Craig stood tall as they all gathered around, his aura calming the nervous group. "You have all arrived at a perfect time. Let's get your bags and get this plane out of here, then we'll head back to the compound." The flight crew was already unloading, it was a surprisingly small pile of luggage. They put it in the bus luggage compartment by the time Mark and Olivia finally got their lips separated enough to talk. He let her down and she ran over to hug us.

She looked up at Craig, a little nervous. "I brought two people on my own initiative," she said, her eyes low. "I asked them to stay on board until I had a chance to talk to you."

"Really? Why?"

"They are humans, and reporters." I could feel Craig's grip tightening on my waist. "I met her on a flight to Denver, her name is Linda Remington. She's a junior reporter at KUSA in Denver." She looked up into his eyes, sensing he wasn't angry. "We talked on the flight about the war, she is open minded, but reporters are shut out from our side. Before we landed, I gave her my phone number and told her that if she really wanted the story, she should call me."

"She did, then?" I was already thinking ahead, I was pleased that she had done this IF she had done it in a way that would protect us.

"Yes, and I told her I could get her an exclusive, but she had to trust me.
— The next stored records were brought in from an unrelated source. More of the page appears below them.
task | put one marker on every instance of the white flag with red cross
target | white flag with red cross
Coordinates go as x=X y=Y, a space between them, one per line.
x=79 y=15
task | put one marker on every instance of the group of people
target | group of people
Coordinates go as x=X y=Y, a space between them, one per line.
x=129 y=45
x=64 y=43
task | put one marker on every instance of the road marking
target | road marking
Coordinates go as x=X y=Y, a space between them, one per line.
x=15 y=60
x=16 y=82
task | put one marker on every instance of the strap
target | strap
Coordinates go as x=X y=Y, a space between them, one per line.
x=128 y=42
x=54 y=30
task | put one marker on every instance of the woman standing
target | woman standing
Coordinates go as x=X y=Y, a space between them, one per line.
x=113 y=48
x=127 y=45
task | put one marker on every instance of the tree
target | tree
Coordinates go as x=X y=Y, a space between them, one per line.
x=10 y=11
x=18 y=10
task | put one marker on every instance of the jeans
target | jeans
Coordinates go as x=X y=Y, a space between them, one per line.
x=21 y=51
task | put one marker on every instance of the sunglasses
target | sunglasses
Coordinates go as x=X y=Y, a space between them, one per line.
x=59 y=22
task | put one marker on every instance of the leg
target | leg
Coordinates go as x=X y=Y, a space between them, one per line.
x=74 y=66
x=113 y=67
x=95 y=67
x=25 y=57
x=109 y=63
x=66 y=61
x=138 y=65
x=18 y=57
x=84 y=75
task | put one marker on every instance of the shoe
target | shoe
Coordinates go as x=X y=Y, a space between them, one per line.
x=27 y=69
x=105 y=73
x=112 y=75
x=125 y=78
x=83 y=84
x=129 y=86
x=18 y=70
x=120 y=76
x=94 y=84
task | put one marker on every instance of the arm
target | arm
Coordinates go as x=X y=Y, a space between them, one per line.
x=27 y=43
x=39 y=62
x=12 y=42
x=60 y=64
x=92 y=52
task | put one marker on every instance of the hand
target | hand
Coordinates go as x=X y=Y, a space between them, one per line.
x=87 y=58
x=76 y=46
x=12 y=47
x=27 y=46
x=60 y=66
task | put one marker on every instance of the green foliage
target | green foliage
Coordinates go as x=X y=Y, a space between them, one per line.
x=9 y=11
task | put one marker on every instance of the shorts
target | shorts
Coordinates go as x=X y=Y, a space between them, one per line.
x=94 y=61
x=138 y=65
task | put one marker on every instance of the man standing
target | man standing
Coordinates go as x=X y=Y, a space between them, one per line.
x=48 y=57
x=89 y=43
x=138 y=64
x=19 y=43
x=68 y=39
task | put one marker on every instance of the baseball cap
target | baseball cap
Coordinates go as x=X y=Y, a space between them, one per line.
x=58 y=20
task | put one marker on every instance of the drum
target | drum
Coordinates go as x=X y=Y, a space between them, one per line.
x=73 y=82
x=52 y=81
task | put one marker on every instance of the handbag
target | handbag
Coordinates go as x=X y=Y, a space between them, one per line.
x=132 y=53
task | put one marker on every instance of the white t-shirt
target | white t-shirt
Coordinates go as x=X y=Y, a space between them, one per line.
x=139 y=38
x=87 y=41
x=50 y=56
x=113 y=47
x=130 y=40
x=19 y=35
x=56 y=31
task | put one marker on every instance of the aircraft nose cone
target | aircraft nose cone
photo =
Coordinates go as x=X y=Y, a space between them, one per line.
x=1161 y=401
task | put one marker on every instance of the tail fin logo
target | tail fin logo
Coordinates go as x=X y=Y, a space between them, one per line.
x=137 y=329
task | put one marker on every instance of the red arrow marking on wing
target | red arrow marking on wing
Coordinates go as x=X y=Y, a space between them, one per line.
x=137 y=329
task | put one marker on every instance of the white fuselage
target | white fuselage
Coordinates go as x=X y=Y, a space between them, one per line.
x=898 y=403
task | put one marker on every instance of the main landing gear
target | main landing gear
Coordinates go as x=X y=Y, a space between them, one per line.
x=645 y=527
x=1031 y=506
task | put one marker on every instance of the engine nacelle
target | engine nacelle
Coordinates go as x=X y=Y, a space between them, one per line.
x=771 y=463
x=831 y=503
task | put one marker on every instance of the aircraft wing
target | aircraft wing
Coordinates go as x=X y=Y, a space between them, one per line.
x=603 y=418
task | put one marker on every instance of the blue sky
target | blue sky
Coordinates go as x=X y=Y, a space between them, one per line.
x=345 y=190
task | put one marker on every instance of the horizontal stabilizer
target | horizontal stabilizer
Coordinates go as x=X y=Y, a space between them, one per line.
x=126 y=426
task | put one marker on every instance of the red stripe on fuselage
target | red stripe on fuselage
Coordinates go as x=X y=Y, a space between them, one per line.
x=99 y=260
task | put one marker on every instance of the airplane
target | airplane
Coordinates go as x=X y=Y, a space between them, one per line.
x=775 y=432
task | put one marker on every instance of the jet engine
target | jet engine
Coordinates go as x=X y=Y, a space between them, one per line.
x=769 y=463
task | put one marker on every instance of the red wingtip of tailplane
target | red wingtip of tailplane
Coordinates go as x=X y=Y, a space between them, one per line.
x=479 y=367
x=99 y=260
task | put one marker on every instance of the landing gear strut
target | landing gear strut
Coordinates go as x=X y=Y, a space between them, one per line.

Her, one cameraman, no cellphones, no known destination, just their gear and their passports. When I had gathered everyone else, I had them meet us in Denver and she took our charter."

"Fine," Craig said, "if you vouch for them I'm all right with it. Bring them out." Mark went with her, never letting go of her hand. I chuckled as Craig pulled me closer. "I'm never letting you get away from me again either," he whispered in my ear.

We busied ourselves with hugs and introductions while we waited for our final guests. They had been told not to say or do anything that could raise suspicions about them being wolves, and I agreed. If it went south, we'd put them on a plane back out.

"Al?" He walked up towards me. "What do you think of ground rules for them taking video?"

He looked at the plane, deep in thought. "First off, we get to see everything they take and if it could expose our names or location, it's deleted. Period. Adults and older children will have to have their faces hidden, their voices changed. Too easy to use facial recognition or voice recognition these days."

My favorite not-so-little-hacker any more, Josh Spencer, now a strapping 18-year-old, walked up and gave me a quick hug. "More than that, sir. We get to edit anything out, then we transfer it all to a thumb drive for them. I go in and make sure the disk drive in their camera is wiped clean. I don't want anything recovered after we're done."

Al nodded. "They can video the ones under five if their parents agree, and wolf or panther forms since that won't help them identify anyone. Other than that, we need to make sure they don't learn, or at least don't share, the location we are at. We need to be up front- if we don't think we can trust them with our secret, we need to send them packing right now, or kill them."